Na ausência de resposta legislativa para questão da fidelidade partidária, corte eleitoral escolhe um meio ruim de instituí-la

O TRIBUNAL Superior Eleitoral (TSE) insiste. Em resposta a uma consulta administrativa, os ministros da corte afirmaram nesta semana que deputados que trocaram de sigla após a eleição poderão perder o mandato. A tese já fora prenunciada numa outra consulta, respondida em março, quando o TSE disse que o mandato obtido em eleição proporcional pertence ao partido, e não ao parlamentar.
Esta manifestação desencadeou uma chuva de ações no Supremo Tribunal Federal, propostas por siglas de oposição que tentam apoderar-se das cadeiras de deputados federais que abandonaram a agremiação depois de eleitos. A corte máxima ainda não se pronunciou sobre o assunto. No total, 32 membros da Câmara já trocaram de partido na presente legislatura, nove deles depois da consulta de março.
Poucos contestam a idéia de que é preciso reforçar os mecanismos de fidelidade partidária. Fazê-lo daria maior densidade ideológica às agremiações e as tornaria mais confiáveis nas negociações com o governo. Só que há os meios certos e os errados de implementar essa mudança. O TSE escolheu uma via ruim.
Numa democracia, até a mais necessária das reformas precisa ser adotada observando-se determinados ritos. Cabe ao Legislativo aprovar leis. O TSE não deveria, em resposta a uma simples consulta, criar normas que não estavam explícitas nos códigos.
Para que um parlamentar perca o cargo se deixar a legenda pela qual foi originalmente eleito, é preciso que os interessados sejam informados da existência de tal regra antes de sua aplicação. Assim dispõe o princípio do "Nulla poena sine lege" (não há pena sem lei anterior que a defina).
A decisão do TSE, se encontrar guarida no Supremo, não só permitirá que parlamentares sejam cassados retroativamente como ainda que venham a sê-lo por adotar práticas sancionadas desde sempre pelos usos e costumes políticos e pelos próprios tribunais, que jamais incomodaram nenhum congressista trânsfuga.

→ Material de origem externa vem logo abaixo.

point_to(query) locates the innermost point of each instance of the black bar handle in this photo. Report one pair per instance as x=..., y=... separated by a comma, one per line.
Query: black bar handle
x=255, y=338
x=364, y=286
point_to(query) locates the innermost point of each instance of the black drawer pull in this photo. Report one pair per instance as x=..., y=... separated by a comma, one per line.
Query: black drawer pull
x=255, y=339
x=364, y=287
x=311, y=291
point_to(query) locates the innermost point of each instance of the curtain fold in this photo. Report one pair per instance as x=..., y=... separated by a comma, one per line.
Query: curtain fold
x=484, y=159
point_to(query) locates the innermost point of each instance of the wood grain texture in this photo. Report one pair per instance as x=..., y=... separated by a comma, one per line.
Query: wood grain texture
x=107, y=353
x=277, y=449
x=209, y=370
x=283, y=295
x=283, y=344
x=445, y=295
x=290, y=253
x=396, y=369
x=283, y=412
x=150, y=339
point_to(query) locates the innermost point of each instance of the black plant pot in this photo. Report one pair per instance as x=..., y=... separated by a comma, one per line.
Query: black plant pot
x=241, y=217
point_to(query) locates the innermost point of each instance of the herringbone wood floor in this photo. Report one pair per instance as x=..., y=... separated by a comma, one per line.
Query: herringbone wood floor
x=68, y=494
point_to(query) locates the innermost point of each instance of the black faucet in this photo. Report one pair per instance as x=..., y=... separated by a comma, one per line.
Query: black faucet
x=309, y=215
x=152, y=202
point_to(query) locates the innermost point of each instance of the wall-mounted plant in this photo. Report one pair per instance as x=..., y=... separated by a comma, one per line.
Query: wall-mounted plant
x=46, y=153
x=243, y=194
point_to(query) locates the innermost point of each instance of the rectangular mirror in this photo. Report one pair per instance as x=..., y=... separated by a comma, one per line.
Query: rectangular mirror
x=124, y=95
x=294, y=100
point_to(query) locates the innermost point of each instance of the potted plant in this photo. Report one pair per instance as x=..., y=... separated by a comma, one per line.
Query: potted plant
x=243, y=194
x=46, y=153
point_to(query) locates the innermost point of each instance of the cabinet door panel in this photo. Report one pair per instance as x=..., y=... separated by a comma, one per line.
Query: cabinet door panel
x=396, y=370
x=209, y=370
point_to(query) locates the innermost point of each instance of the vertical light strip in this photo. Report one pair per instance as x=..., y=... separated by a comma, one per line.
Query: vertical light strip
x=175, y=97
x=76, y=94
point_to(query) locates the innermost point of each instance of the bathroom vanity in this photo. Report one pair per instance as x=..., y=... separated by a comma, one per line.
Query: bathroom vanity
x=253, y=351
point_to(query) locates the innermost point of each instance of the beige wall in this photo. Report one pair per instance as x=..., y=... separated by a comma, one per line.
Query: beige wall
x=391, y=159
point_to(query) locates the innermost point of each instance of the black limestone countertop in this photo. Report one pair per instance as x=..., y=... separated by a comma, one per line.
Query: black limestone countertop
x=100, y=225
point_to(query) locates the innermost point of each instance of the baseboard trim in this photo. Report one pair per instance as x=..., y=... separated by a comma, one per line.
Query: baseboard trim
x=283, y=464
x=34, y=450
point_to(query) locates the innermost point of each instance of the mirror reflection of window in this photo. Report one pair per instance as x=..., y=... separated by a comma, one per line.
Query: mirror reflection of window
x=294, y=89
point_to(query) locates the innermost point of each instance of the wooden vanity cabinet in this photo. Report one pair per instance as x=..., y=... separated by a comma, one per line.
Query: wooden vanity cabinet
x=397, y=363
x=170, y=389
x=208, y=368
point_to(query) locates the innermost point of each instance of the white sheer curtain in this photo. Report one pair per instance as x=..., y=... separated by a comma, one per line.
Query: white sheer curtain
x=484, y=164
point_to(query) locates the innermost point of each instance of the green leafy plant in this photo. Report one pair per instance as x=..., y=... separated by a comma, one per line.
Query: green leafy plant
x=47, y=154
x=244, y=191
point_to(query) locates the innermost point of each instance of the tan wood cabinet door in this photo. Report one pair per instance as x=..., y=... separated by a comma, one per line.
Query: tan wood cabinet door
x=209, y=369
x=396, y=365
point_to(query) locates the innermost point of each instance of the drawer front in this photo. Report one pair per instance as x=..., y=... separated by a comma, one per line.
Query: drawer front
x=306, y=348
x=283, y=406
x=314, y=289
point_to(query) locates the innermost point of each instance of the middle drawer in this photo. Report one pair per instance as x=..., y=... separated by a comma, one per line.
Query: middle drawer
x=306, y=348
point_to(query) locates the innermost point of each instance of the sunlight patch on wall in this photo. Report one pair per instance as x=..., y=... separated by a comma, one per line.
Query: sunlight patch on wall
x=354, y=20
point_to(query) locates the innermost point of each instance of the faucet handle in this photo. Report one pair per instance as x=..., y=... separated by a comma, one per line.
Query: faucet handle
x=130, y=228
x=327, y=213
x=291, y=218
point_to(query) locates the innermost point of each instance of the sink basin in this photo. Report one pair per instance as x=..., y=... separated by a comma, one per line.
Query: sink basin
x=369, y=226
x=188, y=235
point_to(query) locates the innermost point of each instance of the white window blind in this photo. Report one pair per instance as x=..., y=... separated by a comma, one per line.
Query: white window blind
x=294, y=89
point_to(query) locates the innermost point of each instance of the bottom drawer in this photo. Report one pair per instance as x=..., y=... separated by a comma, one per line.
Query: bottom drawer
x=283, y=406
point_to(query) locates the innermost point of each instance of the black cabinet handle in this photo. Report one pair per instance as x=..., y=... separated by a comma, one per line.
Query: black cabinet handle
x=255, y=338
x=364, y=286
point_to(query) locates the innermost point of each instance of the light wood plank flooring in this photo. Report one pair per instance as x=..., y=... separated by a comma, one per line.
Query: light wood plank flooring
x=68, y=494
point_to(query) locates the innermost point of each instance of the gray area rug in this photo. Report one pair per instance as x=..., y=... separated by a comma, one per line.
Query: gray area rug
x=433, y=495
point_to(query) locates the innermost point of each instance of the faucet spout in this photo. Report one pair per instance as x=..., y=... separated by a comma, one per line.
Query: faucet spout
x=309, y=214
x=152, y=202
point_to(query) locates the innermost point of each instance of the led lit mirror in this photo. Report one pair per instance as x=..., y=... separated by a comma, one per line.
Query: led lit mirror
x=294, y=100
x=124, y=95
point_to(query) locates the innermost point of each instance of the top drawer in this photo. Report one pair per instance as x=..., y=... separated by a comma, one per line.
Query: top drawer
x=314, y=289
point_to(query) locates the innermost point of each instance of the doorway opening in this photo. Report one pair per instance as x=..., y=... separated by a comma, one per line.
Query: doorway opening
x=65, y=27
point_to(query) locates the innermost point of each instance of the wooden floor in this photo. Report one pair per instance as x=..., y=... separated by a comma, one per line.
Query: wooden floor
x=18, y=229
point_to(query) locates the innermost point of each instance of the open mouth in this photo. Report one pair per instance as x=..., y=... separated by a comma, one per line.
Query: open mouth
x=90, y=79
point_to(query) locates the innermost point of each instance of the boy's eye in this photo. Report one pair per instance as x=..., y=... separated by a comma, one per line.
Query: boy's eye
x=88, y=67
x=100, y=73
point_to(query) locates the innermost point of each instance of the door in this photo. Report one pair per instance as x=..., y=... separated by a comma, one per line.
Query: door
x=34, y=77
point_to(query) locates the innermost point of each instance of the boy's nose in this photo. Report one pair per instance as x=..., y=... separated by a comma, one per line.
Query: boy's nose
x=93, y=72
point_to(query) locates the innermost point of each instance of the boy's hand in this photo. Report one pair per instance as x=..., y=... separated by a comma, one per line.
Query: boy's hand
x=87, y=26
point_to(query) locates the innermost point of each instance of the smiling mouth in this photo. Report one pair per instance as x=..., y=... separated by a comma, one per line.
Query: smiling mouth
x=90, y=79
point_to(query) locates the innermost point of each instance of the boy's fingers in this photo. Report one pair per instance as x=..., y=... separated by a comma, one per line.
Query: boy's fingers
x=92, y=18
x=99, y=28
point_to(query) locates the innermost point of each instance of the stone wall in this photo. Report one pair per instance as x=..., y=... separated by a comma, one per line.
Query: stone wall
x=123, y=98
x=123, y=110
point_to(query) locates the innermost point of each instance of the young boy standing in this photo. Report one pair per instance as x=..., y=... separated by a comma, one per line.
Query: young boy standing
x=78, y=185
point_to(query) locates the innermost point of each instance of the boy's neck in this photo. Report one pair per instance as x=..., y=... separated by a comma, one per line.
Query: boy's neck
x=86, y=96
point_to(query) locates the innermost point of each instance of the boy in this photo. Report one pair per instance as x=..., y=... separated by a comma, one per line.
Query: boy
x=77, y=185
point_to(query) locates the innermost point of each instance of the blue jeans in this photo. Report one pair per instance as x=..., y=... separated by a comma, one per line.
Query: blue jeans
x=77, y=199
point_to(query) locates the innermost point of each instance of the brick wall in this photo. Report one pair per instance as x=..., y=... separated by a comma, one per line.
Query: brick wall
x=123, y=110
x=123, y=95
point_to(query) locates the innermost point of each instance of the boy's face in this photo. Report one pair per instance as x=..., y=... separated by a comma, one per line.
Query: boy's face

Daí não decorre que, nessa história toda, deputados sejam vítimas injustamente perseguidas por juízes com tendência a usurpadores. A decisão dos ministros do TSE se explica em parte pelo descompasso entre as leis eleitorais e os justos reclamos da população por mudanças, as quais não ocorrem porque não convêm aos interesses particulares da maioria dos parlamentares.
Tramitam no Congresso vários projetos que reforçariam a fidelidade partidária. O mais interessante deles, que tem o apoio desta Folha, é o que estenderia para quatro anos o prazo mínimo de filiação partidária para que um cidadão possa candidatar-se. No caso de um deputado, o custo de trocar de legenda seria abrir mão da reeleição. Trata-se de mecanismo com alto potencial de inibir o vaivém entre legendas preservando, ao mesmo tempo, o direito à discordância.
Lamentavelmente, propostas como essa -que requer aprovação por maioria simples para tornar-se lei- não são chanceladas porque subtrairiam dos deputados o "direito de trair".